MEET Africa 2 est un programme de 8,5 millions d’euros, financé par l’Union européenne et l’AFD. Il a pour objectif de co-incuber 140 entrepreneurs de la diaspora européenne issus de six pays : Tunisie, Maroc, Sénégal, Mali, Côte d’Ivoire et Cameroun. Une réflexion est en cours pour les autres pays africains. MEET Africa 2 entend aussi assurer le financement d’amorçage de 170 entreprises de la diaspora avec un fonds de 2 millions d’euros pour appuyer les fonds propres de ces entrepreneurs. Enfin, un troisième objectif vise à construire un écosystème entrepreneurial euro-africain et à partager les bonnes pratiques : 76 lauréats sont en cours d’accompagnement, d’abord par des incubateurs basés en France, avant de l’être dans leur pays d’implantation. Un chiffre qui a son importance : près de la moitié de ces entrepreneurs, qui ont entre 24 et 60 ans, sont des femmes. Les secteurs d’activité desquels ils sont issus sont diversifiés, mais se rapportent majoritairement au numérique, à l’éducation, l’industrie alimentaire, l’artisanat et au commerce.
« MEET AFRICA a mis en lumière le besoin d’information et d’orientation des entrepreneurs, la pertinence de simplifier le parcours d’accompagnement et l’importance de proposer un financement d’amorçage »
H. Addi
Choose Africa, 2,5 milliards d’euros pour les TPE et les PME
Filiale de l’AFD dédiée au secteur privé, Proparco soutient les PME et les TPE notamment via le programme Choose Africa, doté de 2,5 milliards d’euros pour le financement et l’investissement dans ces deux catégories d’entreprises, mais également, et ce uniquement pour le continent africain, auprès des startups. Durant la pandémie, 1 milliard d’euros a été abondé à l’initiative pour créer le programme Choose Africa Résilience, dédié aux entreprises les plus affectées par la crise sanitaire, avec essentiellement des programmes de garanties. Choose Africa incluait notamment le programme Digital Africa, qui a donné naissance à une association de même nom. L’engagement initial portait sur 65 millions d’euros. Au final, 70 millions d’euros ont été déployés.
Les investisseurs doivent accompagner le développement de l’Afrique.

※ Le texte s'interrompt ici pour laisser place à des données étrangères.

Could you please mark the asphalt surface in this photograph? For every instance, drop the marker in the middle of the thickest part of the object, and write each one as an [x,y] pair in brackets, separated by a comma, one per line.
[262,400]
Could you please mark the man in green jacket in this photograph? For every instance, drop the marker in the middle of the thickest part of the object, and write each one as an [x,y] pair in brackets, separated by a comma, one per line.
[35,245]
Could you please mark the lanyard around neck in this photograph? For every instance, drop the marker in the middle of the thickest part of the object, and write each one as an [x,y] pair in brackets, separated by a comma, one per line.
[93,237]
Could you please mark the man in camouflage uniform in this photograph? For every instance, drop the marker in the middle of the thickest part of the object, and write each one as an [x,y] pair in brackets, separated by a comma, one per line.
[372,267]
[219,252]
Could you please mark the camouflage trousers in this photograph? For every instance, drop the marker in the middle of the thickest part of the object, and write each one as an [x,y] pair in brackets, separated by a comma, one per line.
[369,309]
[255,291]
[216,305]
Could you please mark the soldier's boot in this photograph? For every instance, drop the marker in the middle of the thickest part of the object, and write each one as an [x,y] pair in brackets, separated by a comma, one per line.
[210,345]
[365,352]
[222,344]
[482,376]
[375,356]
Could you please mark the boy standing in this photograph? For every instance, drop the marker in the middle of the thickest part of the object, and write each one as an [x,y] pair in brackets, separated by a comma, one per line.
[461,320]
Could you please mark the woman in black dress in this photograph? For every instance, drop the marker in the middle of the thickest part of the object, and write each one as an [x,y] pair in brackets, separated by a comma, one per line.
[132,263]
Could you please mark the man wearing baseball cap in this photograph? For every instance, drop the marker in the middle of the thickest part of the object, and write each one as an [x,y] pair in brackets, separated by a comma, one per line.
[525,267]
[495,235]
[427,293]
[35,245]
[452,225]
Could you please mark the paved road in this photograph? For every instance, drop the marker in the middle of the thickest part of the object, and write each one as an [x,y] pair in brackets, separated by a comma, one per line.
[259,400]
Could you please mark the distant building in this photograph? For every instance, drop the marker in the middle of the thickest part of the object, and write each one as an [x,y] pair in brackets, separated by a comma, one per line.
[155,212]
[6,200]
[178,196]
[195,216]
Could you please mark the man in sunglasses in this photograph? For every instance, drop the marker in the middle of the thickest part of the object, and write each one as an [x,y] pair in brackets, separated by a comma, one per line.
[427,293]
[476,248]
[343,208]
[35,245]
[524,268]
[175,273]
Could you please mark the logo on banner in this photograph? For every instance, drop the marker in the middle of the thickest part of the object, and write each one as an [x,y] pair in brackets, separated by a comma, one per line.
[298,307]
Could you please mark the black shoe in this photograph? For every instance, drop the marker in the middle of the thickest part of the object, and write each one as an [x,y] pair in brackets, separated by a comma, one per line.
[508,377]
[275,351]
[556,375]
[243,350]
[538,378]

Le secteur du VC est en pleine explosion sur le continent, avec des investissements qui ont quadruplé en 2021. Afin de consolider un pipeline durable de pépites à investir, les entrepreneurs, pour amorcer le passage à l’échelle de leur société, ont besoin de la connaissance du marché des investisseurs et de leur soutien financier, qui fait encore défaut sur les petites séries et l’amorçage. Une structuration qui passe aussi par l’engagement d’investisseurs et de business angels locaux, mais aussi des gouvernements, pour couvrir les risques rencontrés aujourd’hui sur l’Early stage. La diaspora affiche également la capacité à devenir un acteur majeur de ces écosystèmes, de par sa double expertise de l’Europe et de l’Afrique.
« Conformément aux engagements pris lors du sommet Afrique/France, nous allons déployer 130 millions d’euros dans le cadre de Digital Africa entre 2022 et 2025. »
G. Clemente
Synthèse
Le secteur du VC est en pleine explosion sur le continent, avec des investissements qui ont quadruplé en 2021. Afin de consolider un pipeline durable de pépites à investir, les entrepreneurs, pour amorcer le passage à l’échelle de leur société, ont besoin de la connaissance du marché des investisseurs et de leur soutien financier, qui fait encore défaut sur les petites séries et l’amorçage. Une structuration qui passe aussi par l’engagement d’investisseurs et de business angels locaux, mais aussi des gouvernements, pour couvrir les risques rencontrés aujourd’hui sur l’Early stage. La diaspora affiche également la capacité à devenir un acteur majeur de ces écosystèmes, de par sa double expertise de l’Europe et de l’Afrique.